Definition

Suppose we want to know the probability of getting a prime number if we pick from 1 to 100. Since there are 25 prime numbers from 1 to 100, then this probability is \(\frac{25}{100}\) or \(\frac{1}{4}\). Now, suppose we are given the information that the number we pick will always be odd. Because there are 24 odd prime numbers and 50 odd numbers, then the probability of picking a prime number, given that it is odd, is \(\frac{24}{50}\) or \(\frac{12}{25}\). The probability changed because of the new information! This is called conditioning.

We denote the conditional probability of \(A\), given that \(B\) occurred, by \(\mathbf{P}(A\vert B)\) and it is defined as

\[\mathbf{P}(A|B)=\dfrac{\mathbf{P}(A\cap B)}{\mathbf{P}(B)},\qquad\mathbf{P}(B)>0.\]

Example

We roll a 4-sided die twice. Let \(X\) be the outcome of the first roll and \(Y\) the outcome of the second roll. Moreover, let \(B\) be the event that the minimum of \(X\) and \(Y\) is 2, i.e., \(\min(X,Y)=2\). The event \(B\) is the shaded region in the figure below.

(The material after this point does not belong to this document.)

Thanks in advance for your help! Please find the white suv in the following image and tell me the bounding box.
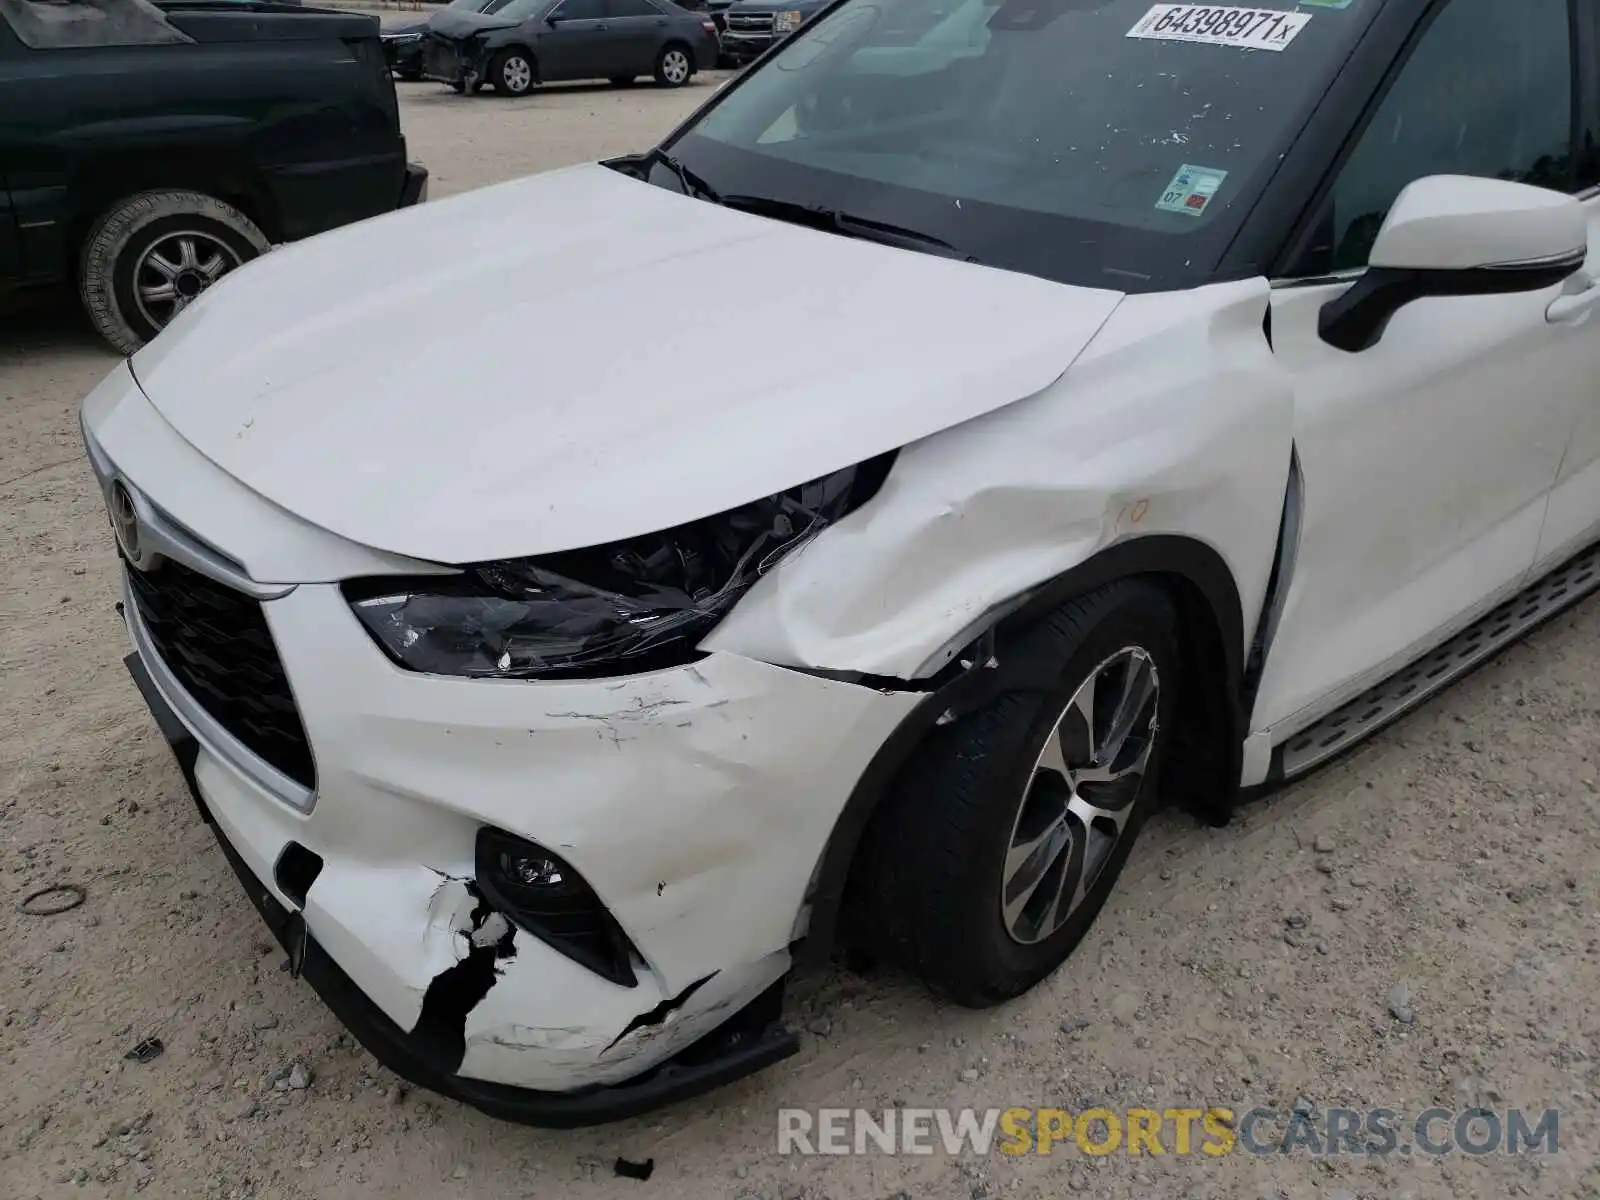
[84,0,1600,1124]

What is the probability that \(Y=1\) given that \(B\) occurred? Since \(\{Y=1\}\cap B=\varnothing\), then

\[\mathbf{P}(\{Y=1\}\,\lvert\,B)=\dfrac{\mathbf{P}(\{Y=1\}\cap B)}{\mathbf{P}(B)}=0.\]

What is the probability that \(Y\) is even given that \(B\) occurred? We have

\[\mathbf{P}(\{Y=\text{even}\}\,\lvert\,B)=\dfrac{\mathbf{P}(\{Y=\text{even}\}\cap B)}{\mathbf{P}(B)}=\dfrac{\frac{4}{16}}{\frac{5}{16}}=\dfrac{4}{5}.\]

Properties

Conditional probabilities share the properties of ordinary probabilities:

  1. non-negativity: \(\mathbf{P}(A\lvert B)\geq0,\) assuming \(\mathbf{P}(B)>0\)

  2. normalization: \(\mathbf{P}(\Omega\lvert B)=1\)

    Proof: \(\mathbf{P}(\Omega\lvert B)=\dfrac{\mathbf{P}(\Omega\cap B)}{\mathbf{P}(B)}=\dfrac{\mathbf{P}(B)}{\mathbf{P}(B)}=1\)

    We also have

    \[\mathbf{P}(\Omega\lvert B)=\dfrac{\mathbf{P}(B\cap B)}{\mathbf{P}(B)}=\dfrac{\mathbf{P}(B)}{\mathbf{P}(B)}=1.\]
  3. countable additivity: If \(A\cap C=\varnothing\), then \(\mathbf{P}(A\cup C\,\lvert\,B)=\mathbf{P}(A\lvert B)+\mathbf{P}(C\lvert B).\)

    Using the figure above, we have

    \[\begin{align} \mathbf{P}(A\cup C\lvert B)&=\dfrac{\mathbf{P}\left((A\cup C)\cap B\right)}{\mathbf{P}(B)}\\ &=\dfrac{\mathbf{P}\left((A\cap B)\cup(C\cap B)\right)}{\mathbf{P}(B)}\\ &=\dfrac{\mathbf{P}\left(A\cap B\right)+\mathbf{P}\left(C\cap B\right)}{\mathbf{P}(B)}\\ &=\mathbf{P}(A|B)+\mathbf{P}(C|B). \end{align}\]

The Multiplication Rule

From the definition of conditional probability, we have \(\mathbf{P}(A\cap B)=\mathbf{P}(A\lvert B)\,\mathbf{P}(B).\) Moreover, since \(\mathbf{P}(A\cap B)=\mathbf{P}(B\cap A)=\mathbf{P}(B\lvert A)\,\mathbf{P}(A)\), then

\[\mathbf{P}(A\cap B)=\mathbf{P}(A\lvert B)\,\mathbf{P}(B)=\mathbf{P}(B\lvert A)\,\mathbf{P}(A).\]

Extending this to 3 sets, we have

\[\begin{align} \mathbf{P}(A\cap B\cap C)&=\mathbf{P}(A\cap B)\,\mathbf{P}(C\lvert A\cap B)\\ &=\mathbf{P}(A)\,\mathbf{P}(B\lvert A)\,\mathbf{P}(C\lvert A\cap B). \end{align}\]

In general, for sets \(A_1,A_2,\ldots,A_n\),

\[\mathbf{P}(A_1\cap\ldots\cap A_n)=\mathbf{P}(A_1)\prod_{i=2}^{n}\mathbf{P}(A_i\lvert A_1\cap\ldots\cap A_{i-1}).\]

Total Probability Theorem

Let’s partition our sample space \(\Omega\) into \(A_1, A2\) and \(A_3\), as shown in the figure below.

Then, for any set \(B\), we have

\[\begin{align} \mathbf{P}(B)&=\mathbf{P}(A_1\cap B)+\mathbf{P}(A_2\cap B)+\mathbf{P}(A_3\cap B)\\ &=\mathbf{P}(A_1)\,\mathbf{P}(B\lvert A_1)+\mathbf{P}(A_2)\,\mathbf{P}(B\lvert A_2)+\mathbf{P}(A_3)\,\mathbf{P}(B\lvert A_3). \end{align}\]

In general,

\[\mathbf{P}(B)=\sum_{i}\mathbf{P}(A_i)\,\mathbf{P}(B\lvert A_i).\]